Nickel-Catalyzed Asymmetric Hydrogenation for the Synthesis of a Key Intermediate of Sitagliptin

Shana Sudhakaran; Prasad G Shinde; Eswar K Aratikatla; Sandeep H Kaulage; Priksha Rana; Ratan S Parit; Dattatry S Kavale; Beeran Senthilkumar; Benudhar Punji

doi:10.1002/asia.202101208

Nickel-Catalyzed Asymmetric Hydrogenation for the Synthesis of a Key Intermediate of Sitagliptin

Chem Asian J. 2022 Jan 3;17(1):e202101208. doi: 10.1002/asia.202101208. Epub 2021 Dec 6.

Authors

Affiliations

¹ Organometallic Synthesis and Catalysis Lab, Chemical Engineering Division, CSIR-National Chemical Laboratory (CSIR-NCL), Dr.

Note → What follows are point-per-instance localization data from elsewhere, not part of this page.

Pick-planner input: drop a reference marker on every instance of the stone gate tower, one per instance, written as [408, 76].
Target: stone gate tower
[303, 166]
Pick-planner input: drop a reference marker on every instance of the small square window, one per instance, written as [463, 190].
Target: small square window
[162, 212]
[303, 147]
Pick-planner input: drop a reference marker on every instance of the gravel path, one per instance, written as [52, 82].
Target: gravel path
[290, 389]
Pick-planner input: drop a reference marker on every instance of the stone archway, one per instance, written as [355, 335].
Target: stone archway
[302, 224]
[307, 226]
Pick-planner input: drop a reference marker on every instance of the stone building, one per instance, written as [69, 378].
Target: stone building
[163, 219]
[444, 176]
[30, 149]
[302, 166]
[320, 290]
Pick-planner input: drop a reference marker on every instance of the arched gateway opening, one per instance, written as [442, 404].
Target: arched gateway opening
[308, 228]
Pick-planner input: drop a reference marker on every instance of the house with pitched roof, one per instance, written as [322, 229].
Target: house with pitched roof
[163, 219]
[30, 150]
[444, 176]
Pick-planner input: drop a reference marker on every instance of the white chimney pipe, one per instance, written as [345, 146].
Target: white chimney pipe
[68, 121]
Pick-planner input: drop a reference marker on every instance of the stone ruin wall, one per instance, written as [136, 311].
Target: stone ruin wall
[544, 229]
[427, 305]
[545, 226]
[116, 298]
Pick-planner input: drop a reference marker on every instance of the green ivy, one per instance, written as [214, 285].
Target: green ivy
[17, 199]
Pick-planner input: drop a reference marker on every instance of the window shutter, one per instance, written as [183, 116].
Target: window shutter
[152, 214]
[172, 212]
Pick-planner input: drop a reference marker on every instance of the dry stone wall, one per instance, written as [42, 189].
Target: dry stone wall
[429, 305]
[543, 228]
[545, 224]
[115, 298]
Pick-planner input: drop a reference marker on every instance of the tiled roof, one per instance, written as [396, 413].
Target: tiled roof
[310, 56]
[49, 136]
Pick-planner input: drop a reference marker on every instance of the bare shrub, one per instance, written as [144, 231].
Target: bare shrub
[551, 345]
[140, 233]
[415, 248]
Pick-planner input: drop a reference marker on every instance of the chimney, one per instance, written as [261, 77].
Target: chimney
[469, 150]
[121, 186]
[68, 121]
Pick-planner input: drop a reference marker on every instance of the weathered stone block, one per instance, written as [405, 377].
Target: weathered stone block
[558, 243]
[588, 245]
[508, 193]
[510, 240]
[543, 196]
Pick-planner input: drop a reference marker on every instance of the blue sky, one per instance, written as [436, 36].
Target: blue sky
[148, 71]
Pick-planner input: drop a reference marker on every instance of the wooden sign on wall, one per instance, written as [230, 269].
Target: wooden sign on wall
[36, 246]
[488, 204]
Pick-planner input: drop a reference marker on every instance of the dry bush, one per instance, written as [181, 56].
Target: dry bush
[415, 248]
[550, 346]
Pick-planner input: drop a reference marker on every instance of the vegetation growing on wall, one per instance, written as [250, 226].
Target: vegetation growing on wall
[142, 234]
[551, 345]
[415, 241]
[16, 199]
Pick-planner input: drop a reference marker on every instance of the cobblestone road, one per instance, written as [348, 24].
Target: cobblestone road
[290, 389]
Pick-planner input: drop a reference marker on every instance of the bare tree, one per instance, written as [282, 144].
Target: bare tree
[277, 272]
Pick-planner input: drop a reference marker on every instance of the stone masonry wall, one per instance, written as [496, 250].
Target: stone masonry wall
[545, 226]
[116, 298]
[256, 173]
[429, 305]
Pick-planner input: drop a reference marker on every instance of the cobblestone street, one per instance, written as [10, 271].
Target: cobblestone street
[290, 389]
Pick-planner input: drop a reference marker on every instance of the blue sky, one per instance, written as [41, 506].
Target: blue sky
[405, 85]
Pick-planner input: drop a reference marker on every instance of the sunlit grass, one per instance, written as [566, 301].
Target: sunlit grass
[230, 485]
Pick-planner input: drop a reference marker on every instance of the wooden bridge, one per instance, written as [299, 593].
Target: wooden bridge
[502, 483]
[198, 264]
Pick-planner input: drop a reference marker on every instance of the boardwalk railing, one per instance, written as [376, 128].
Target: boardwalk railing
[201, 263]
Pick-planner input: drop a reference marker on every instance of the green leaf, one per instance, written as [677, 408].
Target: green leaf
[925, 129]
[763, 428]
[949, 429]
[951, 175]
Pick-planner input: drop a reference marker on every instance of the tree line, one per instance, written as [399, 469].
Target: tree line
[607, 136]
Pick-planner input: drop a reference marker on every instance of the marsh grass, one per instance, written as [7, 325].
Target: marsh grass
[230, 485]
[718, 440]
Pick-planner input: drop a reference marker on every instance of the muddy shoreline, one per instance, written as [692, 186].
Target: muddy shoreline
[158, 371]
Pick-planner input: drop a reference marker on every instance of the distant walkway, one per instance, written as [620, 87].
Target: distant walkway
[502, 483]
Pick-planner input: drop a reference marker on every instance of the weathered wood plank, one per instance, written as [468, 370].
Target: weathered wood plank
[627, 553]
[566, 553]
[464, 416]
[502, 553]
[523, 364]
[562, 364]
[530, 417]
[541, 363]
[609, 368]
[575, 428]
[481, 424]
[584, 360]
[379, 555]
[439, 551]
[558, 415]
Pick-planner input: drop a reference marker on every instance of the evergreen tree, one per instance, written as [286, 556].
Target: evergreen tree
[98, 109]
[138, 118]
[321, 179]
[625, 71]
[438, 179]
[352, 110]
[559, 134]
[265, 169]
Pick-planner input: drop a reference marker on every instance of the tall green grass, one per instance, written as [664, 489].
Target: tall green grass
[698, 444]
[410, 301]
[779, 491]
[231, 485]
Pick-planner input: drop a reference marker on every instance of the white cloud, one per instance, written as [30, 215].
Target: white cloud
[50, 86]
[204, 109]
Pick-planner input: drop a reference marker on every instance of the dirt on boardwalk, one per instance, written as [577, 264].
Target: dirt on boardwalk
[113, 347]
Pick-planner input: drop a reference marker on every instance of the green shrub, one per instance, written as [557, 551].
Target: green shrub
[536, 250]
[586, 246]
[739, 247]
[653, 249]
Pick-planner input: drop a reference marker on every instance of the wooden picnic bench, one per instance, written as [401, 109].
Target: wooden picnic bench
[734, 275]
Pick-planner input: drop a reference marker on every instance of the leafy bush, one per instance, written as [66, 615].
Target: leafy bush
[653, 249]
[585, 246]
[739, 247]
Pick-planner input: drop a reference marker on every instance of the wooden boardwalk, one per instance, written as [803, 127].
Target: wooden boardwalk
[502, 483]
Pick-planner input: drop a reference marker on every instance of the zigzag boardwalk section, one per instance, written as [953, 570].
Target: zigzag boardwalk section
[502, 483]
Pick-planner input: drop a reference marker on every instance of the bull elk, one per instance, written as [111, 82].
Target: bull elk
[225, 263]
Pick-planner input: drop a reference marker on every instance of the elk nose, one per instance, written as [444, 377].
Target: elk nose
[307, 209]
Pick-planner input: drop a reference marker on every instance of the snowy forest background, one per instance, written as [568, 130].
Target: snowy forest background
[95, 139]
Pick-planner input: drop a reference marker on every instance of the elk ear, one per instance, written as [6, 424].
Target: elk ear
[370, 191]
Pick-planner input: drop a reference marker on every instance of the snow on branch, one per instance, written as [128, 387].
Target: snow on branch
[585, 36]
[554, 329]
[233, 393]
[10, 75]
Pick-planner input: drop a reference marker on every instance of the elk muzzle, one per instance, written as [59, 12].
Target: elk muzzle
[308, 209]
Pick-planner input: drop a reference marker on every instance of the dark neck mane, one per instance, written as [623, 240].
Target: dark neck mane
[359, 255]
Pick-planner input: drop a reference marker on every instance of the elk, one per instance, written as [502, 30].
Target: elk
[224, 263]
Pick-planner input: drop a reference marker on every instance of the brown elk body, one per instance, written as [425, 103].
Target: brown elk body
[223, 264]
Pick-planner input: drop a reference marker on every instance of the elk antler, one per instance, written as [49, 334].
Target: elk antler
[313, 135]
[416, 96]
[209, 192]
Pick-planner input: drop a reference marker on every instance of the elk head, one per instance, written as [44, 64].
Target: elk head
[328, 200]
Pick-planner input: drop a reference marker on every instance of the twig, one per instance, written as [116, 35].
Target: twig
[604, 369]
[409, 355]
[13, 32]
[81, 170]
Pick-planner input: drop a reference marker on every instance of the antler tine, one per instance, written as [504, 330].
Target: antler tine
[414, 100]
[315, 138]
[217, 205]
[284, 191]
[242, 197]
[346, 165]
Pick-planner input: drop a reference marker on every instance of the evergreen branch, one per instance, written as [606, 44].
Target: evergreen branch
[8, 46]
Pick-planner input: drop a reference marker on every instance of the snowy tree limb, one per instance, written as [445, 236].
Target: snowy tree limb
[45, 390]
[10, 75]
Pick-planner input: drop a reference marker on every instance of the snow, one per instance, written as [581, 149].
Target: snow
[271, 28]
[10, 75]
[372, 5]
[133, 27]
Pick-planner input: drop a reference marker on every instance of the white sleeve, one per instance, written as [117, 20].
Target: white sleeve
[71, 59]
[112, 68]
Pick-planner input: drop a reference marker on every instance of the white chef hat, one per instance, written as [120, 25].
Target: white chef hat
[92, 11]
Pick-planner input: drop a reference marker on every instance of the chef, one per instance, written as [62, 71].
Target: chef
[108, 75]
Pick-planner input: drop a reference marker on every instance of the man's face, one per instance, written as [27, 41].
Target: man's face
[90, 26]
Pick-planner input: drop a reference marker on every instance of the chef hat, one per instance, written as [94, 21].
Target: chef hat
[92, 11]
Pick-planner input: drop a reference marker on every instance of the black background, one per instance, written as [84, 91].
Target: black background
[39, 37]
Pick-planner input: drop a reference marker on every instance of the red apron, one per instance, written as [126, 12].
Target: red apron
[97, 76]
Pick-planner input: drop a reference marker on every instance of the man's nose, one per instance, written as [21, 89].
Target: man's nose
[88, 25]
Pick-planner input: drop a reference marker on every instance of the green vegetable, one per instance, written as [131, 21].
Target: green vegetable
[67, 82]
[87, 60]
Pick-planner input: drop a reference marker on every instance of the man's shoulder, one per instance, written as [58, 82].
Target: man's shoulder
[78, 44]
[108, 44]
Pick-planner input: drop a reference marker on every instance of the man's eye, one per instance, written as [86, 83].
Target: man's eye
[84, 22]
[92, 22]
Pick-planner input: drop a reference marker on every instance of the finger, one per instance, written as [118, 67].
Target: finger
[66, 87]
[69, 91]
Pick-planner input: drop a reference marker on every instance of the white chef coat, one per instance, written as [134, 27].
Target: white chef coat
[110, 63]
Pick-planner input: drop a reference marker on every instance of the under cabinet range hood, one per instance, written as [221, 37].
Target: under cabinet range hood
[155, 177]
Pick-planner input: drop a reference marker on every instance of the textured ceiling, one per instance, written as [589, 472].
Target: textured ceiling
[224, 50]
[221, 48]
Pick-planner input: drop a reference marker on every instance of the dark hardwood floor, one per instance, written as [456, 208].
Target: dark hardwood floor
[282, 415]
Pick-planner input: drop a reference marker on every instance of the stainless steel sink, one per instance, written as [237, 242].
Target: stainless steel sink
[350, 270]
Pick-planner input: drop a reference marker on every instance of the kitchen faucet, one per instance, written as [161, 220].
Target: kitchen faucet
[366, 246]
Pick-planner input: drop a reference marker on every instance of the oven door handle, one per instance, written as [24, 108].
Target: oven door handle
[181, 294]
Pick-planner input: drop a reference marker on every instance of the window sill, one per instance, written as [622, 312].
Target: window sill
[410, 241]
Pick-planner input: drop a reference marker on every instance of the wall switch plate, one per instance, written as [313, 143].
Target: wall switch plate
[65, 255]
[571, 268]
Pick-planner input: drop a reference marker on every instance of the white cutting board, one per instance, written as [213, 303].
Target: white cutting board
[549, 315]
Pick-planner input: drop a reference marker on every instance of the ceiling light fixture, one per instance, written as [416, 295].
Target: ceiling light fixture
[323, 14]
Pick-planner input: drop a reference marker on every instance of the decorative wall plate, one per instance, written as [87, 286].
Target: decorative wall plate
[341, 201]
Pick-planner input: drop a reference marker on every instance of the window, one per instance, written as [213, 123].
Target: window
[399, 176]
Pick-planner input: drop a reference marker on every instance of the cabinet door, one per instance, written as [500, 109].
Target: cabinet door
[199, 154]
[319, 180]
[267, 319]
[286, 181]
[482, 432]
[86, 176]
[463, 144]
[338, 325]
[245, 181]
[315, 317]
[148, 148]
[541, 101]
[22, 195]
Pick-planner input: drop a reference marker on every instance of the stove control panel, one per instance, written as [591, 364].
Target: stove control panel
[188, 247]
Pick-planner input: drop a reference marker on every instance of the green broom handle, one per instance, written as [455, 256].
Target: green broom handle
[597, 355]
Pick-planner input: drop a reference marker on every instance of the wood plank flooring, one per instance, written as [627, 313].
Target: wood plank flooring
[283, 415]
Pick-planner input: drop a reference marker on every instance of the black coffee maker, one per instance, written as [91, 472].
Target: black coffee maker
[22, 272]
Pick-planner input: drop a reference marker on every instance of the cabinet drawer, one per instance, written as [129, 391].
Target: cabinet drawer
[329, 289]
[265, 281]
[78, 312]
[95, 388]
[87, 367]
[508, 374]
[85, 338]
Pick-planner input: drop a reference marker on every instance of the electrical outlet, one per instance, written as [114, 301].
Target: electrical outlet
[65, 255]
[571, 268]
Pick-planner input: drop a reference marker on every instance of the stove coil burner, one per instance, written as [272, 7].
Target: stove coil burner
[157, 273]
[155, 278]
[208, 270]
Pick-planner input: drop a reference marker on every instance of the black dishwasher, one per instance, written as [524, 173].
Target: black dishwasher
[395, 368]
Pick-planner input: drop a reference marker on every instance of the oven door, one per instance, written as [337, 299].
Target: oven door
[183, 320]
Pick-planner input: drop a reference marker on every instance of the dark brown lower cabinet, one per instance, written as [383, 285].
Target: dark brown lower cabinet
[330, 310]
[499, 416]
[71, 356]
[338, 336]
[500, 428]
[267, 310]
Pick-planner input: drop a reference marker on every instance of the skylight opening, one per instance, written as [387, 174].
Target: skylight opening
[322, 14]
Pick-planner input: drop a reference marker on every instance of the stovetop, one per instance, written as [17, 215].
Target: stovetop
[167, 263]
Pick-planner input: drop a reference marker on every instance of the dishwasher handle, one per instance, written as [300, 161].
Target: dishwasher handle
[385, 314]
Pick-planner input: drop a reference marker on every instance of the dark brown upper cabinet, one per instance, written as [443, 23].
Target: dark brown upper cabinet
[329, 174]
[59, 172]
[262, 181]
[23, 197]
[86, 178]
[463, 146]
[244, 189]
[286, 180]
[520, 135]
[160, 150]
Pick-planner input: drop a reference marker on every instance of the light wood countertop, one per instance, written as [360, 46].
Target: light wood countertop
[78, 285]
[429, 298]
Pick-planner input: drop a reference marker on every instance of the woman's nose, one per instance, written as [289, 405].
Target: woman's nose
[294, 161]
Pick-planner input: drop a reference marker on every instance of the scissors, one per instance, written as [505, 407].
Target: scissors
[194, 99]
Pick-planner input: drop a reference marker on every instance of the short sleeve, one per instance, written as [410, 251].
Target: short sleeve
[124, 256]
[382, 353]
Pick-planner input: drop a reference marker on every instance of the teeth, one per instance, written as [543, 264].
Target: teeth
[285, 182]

Homi Bhabha Road, Pune, 411 008, India.
² Organic Chemistry Division, CSIR-National Chemical Laboratory (CSIR-NCL), Dr. Homi Bhabha Road, Pune, 411 008, India.
³ Academy of Scientific and Innovative Research (AcSIR), Ghaziabad, 201 002, India.

PMID: 34817131
DOI: 10.1002/asia.202101208

Abstract

Nickel-catalyzed enantioselective hydrogenation of enamines leading to the efficient synthesis of 3-R-Boc-amino-4-(2,4,5-trifluorophenyl)butyric esters, the key intermediate of the blockbuster antidiabetic drug (R)-SITAGLIPTIN, is described. The sitagliptin motifs were isolated in more than 99% yield and with 75-92% ee using the earth-abundant nickel catalyst. Upon chiral resolution with (R)- and (S)-1-phenylethylamines, the partially enantioenriched (R)- and (S)-Boc-3-amino-4-(2,4,5-trifluorophenyl)butanoic acids provided >99.5% ee of the crucial sitagliptin intermediate. The asymmetric hydrogenation protocol was scaled up to 10 g with consistency in yield and ee, and has been reproduced in multiple batches.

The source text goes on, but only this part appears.